I’ve put together an anthology of suttas, what I consider the absolute essential suttas. For crossing the flood from near shore to far, to reach the island (of nirvana).

The raft is the 8aam (noble eightfold path).

On my raft, there’s roughly 2 hours worth of chanting. The part I consider indispensable and the minimal core for the raft to float. I have another hour or so of suttas I personally enjoy, but consider redundant with the core.

It doesn’t have to be an entire sutta, could be just a line or a passage. I’m asking the community here to see if I missed anything important for my anthology.

So what’s on your raft?


DN 22: Dangerously wrong way of grasping a snake.

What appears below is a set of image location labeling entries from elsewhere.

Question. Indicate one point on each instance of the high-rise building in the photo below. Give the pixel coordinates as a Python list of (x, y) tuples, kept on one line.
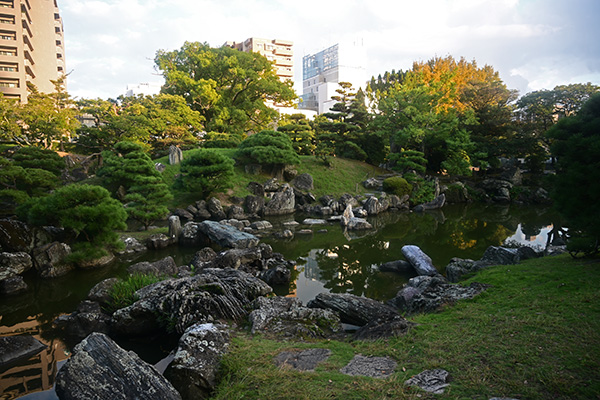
[(322, 72), (279, 52), (31, 46)]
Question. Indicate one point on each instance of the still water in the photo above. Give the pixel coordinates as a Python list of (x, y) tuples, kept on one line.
[(327, 260)]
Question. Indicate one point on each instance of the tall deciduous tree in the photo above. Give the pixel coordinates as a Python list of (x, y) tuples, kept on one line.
[(228, 87)]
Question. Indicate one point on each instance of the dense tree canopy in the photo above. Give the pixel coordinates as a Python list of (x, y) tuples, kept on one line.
[(228, 87)]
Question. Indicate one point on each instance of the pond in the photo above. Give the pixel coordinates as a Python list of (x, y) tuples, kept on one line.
[(327, 260)]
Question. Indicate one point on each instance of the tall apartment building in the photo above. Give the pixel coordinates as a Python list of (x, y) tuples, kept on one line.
[(279, 52), (31, 46), (322, 71)]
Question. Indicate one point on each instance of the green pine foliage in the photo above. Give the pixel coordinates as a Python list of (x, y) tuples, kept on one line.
[(205, 171)]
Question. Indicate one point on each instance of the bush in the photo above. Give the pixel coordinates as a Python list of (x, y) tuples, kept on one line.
[(397, 185), (205, 171)]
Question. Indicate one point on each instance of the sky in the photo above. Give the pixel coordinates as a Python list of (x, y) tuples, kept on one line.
[(533, 44)]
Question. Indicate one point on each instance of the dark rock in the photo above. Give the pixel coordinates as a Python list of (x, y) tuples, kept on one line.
[(16, 348), (353, 309), (278, 275), (203, 258), (176, 304), (433, 381), (272, 185), (13, 264), (48, 260), (132, 246), (88, 318), (100, 293), (435, 204), (213, 205), (303, 182), (396, 266), (13, 285), (164, 267), (378, 329), (372, 183), (227, 236), (286, 317), (15, 236), (194, 371), (375, 367), (254, 204), (305, 360), (174, 228), (159, 241), (100, 369), (256, 189), (236, 212), (283, 202), (420, 261)]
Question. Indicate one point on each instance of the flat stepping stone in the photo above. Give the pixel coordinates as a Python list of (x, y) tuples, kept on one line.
[(306, 360), (433, 381), (375, 367)]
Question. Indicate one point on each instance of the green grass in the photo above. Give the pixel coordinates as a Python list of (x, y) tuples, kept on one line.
[(533, 335), (344, 176)]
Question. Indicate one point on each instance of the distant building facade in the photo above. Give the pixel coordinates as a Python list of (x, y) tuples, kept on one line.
[(31, 46), (279, 52), (322, 71)]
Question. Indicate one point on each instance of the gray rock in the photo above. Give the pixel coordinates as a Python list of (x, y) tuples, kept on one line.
[(100, 369), (303, 182), (164, 267), (227, 236), (433, 381), (305, 360), (194, 371), (286, 317), (353, 309), (435, 204), (175, 155), (396, 266), (100, 293), (176, 304), (49, 260), (420, 261), (375, 367), (159, 241), (283, 202), (174, 227), (214, 207), (13, 264), (16, 348), (12, 286)]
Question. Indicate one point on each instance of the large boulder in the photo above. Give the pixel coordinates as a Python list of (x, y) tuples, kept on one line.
[(49, 260), (303, 182), (100, 369), (194, 371), (286, 317), (13, 264), (176, 304), (353, 309), (15, 348), (227, 236), (283, 202), (420, 261)]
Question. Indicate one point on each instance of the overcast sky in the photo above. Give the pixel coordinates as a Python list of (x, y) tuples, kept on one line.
[(533, 44)]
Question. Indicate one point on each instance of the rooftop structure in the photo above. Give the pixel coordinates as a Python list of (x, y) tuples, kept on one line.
[(31, 46)]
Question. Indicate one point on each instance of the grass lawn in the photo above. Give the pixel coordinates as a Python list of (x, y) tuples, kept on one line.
[(344, 176), (535, 334)]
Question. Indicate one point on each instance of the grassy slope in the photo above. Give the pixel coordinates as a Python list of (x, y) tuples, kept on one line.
[(343, 177), (533, 335)]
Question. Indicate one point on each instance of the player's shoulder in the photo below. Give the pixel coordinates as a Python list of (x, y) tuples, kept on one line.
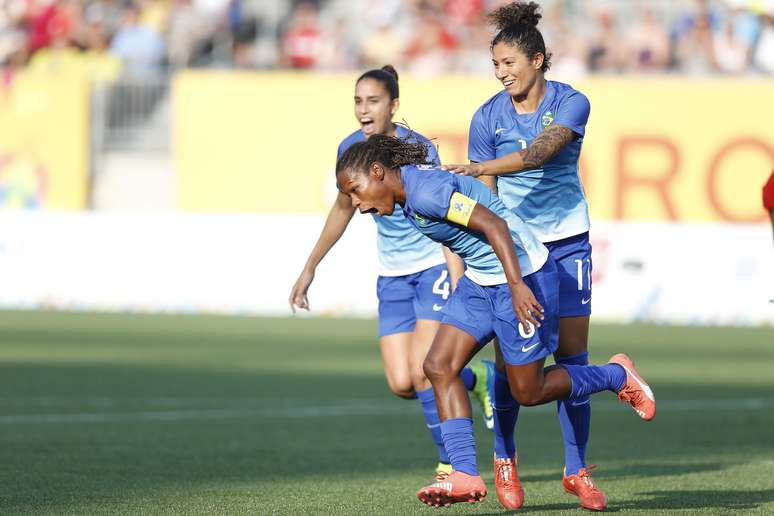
[(494, 104), (564, 91), (421, 178), (350, 140), (405, 132)]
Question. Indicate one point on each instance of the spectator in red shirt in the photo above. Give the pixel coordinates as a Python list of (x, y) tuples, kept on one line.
[(301, 41), (768, 198)]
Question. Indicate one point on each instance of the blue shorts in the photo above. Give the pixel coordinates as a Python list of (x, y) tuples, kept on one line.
[(573, 258), (404, 299), (483, 312)]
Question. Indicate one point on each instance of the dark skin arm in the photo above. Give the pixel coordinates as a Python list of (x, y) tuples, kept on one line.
[(547, 145), (495, 229)]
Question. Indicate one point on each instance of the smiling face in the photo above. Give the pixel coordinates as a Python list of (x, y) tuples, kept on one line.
[(367, 189), (515, 70), (373, 107)]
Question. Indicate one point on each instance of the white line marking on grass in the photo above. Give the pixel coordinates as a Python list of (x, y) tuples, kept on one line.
[(355, 408)]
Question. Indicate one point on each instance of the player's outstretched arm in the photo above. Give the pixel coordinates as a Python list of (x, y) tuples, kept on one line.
[(496, 231), (455, 265), (547, 145), (338, 219)]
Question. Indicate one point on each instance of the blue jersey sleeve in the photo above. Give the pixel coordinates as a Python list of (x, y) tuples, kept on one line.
[(573, 112), (430, 196), (480, 139), (432, 153)]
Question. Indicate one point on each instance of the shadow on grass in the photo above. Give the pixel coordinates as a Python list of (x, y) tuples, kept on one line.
[(732, 500), (288, 427), (639, 470)]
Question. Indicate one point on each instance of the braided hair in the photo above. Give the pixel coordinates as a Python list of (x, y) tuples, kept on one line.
[(517, 25), (392, 152)]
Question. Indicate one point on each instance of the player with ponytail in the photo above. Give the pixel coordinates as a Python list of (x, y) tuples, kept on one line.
[(414, 281), (528, 138)]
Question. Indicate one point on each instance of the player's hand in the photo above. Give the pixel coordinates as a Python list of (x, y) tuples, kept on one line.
[(472, 169), (528, 310), (298, 293)]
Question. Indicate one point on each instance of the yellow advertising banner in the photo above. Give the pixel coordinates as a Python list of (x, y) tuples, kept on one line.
[(655, 148), (44, 142)]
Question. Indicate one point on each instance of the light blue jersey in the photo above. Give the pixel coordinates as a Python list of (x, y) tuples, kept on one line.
[(402, 249), (551, 199), (428, 197)]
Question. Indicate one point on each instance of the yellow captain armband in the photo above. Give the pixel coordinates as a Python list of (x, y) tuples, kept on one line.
[(460, 209)]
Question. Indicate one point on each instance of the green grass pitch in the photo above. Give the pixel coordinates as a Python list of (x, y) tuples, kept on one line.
[(130, 414)]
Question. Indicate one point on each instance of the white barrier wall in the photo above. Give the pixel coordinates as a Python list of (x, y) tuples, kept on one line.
[(246, 264)]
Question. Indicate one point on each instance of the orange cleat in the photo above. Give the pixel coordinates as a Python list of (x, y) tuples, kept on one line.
[(457, 487), (509, 490), (442, 471), (582, 486), (635, 390)]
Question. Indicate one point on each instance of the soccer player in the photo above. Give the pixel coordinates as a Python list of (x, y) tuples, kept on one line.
[(413, 283), (529, 138), (510, 289)]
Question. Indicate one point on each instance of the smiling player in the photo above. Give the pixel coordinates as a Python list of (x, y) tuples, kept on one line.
[(510, 289), (414, 282)]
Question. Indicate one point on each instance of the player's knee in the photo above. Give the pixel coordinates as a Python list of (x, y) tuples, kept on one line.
[(526, 395), (435, 368), (419, 379), (402, 388), (407, 393)]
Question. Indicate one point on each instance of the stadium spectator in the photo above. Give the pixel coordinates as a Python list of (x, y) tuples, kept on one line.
[(423, 36), (430, 51), (301, 41), (607, 51), (694, 50), (763, 57), (768, 197), (140, 48), (649, 45)]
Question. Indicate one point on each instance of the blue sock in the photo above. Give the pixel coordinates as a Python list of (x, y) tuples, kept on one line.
[(592, 379), (506, 411), (460, 443), (575, 420), (427, 398), (468, 378)]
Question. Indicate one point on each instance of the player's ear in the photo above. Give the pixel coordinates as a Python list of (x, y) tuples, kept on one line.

He who is so much preoccupied with doctrinal controversy, furnishes, indeed, a fitting illustration of one who carries the raft of the Dhamma on his head or shoulders; and, in his case, this will be not after the crossing but before he has done, or even seriously tried, the fording of the stream.
In fact, this famous parable of the raft will in most cases apply to those who, in the words of the Dhammapada, “run up and down the river’s bank” on this side of the stream, without daring or wishing to cross. We find them using the raft for a variety of purposes: they will adorn it and adore it, discuss it, compare it — indeed anything else than use it.

  1. Incense gāthā
  2. Mahākaruṇācittadhāraṇī*
  3. Prajñāpāramitāhṛdaya
  4. Tathāgatāyuṣpramāṇaparivarta
  5. Triple gem refuge

*this one is more of a memorization challenge than anything.

Once I have the Mahākaruṇācittadhāraṇī memorized I plan to tackle the larger Sitātapatroṣṇīṣadhāraṇī


Still - this is all part of the journey :slight_smile: It will take as long as it needs to

I see no reason to criticise any actions at any stage of the path - we are all in Samsara, all of us slowly slowly aiming for liberation.


I like the simile of the snake found in MN22 as well.
I tend to remind myself of it when I get that useless curiosity about something not related to the foundations of awakening.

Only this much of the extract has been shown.